Born to a poor peasant family, Chitrakali had few other options. However, in 2005, opportunity knocked.
She enrolled in a three-month skills development training programme supported by the United Nations Development Programme (UNDP) and other bilateral partners, and learned how to make a variety of allo products, including cloth materials, bags, tea coasters, mobile phone covers and wristbands.
“We micro-entrepreneurs need to expand our business,” Chitrakali said. “The women involved in this business should be trained in diversifying their products and enhancing their quality to survive in a competitive market.”
She was also able to secure a loan of Rs. 8,000 (U$105) from Nepal’s Agricultural Development Bank to start her own weaving business. An additional loan of Rs. 50,000 (US$ 655) helped her expand her business.
Chitrakali now has 12 employees - all rural women - and her monthly income ranges from Rs. 45,000 to 90,000 ($589 to $1178). She plans to expand her business even further by sourcing allo products from 2500 other women.
She has become a respected business leader and plays an active role in industry associations, traveling often to Kathmandu and other cities to participate in handicraft exhibitions that promote her business. She hopes that by establishing strong marketing links at home and abroad she will cash in on the allo export market, which is currently small but has potential for growth.

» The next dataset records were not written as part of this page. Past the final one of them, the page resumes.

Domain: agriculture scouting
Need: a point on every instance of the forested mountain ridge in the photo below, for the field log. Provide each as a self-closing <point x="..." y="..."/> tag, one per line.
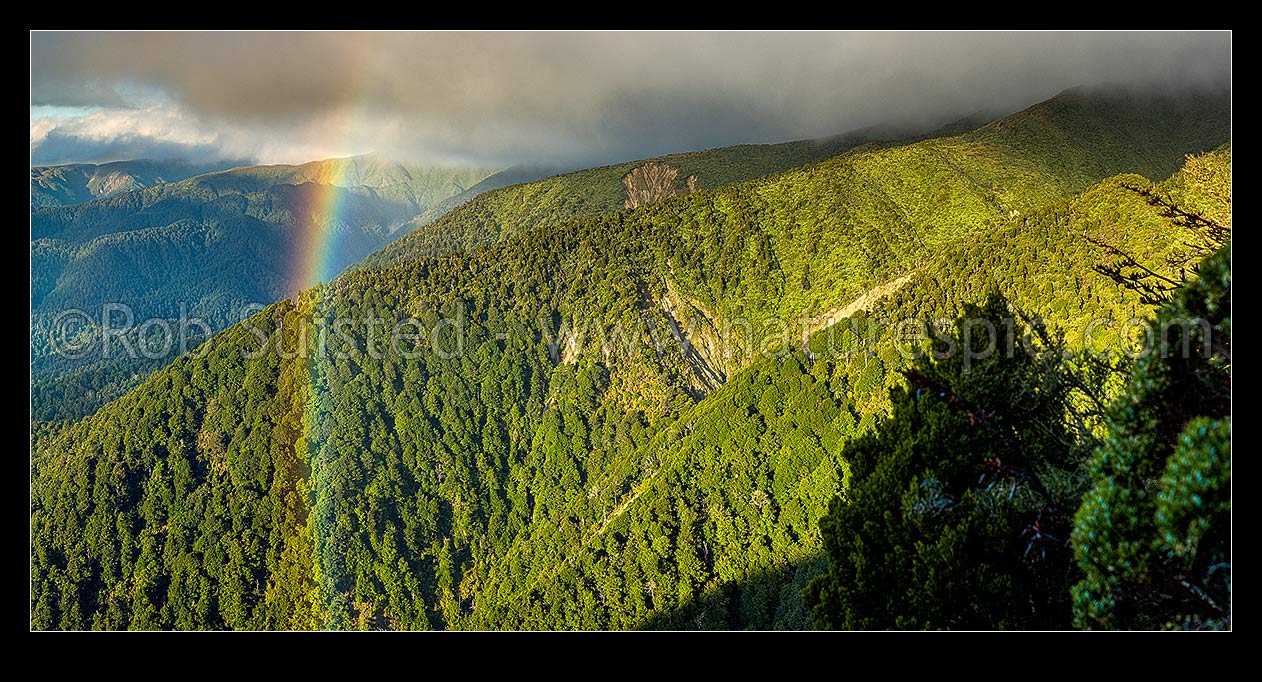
<point x="83" y="182"/>
<point x="206" y="248"/>
<point x="596" y="191"/>
<point x="518" y="483"/>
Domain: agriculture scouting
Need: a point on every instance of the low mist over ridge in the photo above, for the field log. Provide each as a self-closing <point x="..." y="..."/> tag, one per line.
<point x="602" y="97"/>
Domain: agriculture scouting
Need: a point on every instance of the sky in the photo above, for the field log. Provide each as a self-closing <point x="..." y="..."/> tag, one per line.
<point x="552" y="97"/>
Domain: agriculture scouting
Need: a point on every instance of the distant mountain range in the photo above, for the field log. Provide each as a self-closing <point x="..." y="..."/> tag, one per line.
<point x="82" y="182"/>
<point x="607" y="448"/>
<point x="211" y="244"/>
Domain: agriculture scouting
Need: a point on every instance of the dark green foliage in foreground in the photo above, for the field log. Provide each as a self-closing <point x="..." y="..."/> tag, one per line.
<point x="1152" y="537"/>
<point x="955" y="512"/>
<point x="548" y="476"/>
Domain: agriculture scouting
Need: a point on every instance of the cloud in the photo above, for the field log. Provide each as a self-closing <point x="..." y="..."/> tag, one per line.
<point x="566" y="96"/>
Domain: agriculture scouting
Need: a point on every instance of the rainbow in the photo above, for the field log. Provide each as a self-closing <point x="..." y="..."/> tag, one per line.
<point x="323" y="234"/>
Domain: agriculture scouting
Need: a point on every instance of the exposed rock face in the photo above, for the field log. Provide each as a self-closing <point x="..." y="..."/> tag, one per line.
<point x="653" y="181"/>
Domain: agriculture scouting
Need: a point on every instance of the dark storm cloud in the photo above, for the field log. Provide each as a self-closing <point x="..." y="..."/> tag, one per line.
<point x="550" y="96"/>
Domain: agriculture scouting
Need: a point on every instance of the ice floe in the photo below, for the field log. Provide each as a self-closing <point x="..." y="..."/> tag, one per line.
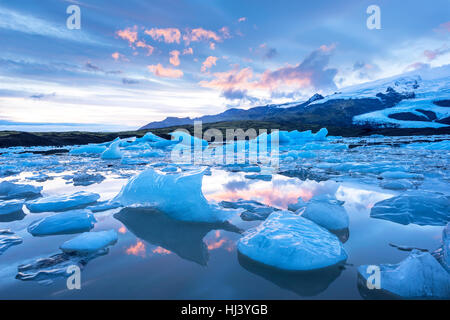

Most importantly, Chitrakali is a motivator for other women. She provides training in allo-processing and yarn-making to hundreds of women in neighbouring villages, opening the door to gainful employment for them as well.
“The training and guidance provided by the programme, my perseverance and family support are the reasons behind my success,” she says.
In addition to Chitrakali, the programme has helped over 60,000 entrepreneurs (68% of them women) enhance their careers since it began in 1998. More than 70 percent of the participating families moved out of poverty and about 80 percent of the enterprises started under the project continue to do business today.
The programme currently covers 38 of Nepal’s 75 districts and its success has led the government to allocate substantial funding to local government bodies to replicate the model across the country under its new Micro-enterprise Development for Poverty Alleviation Scheme. The initiative has been extended until 2017, with Au$32.3 million in funding from Australia and a total budget of US $34.2 million.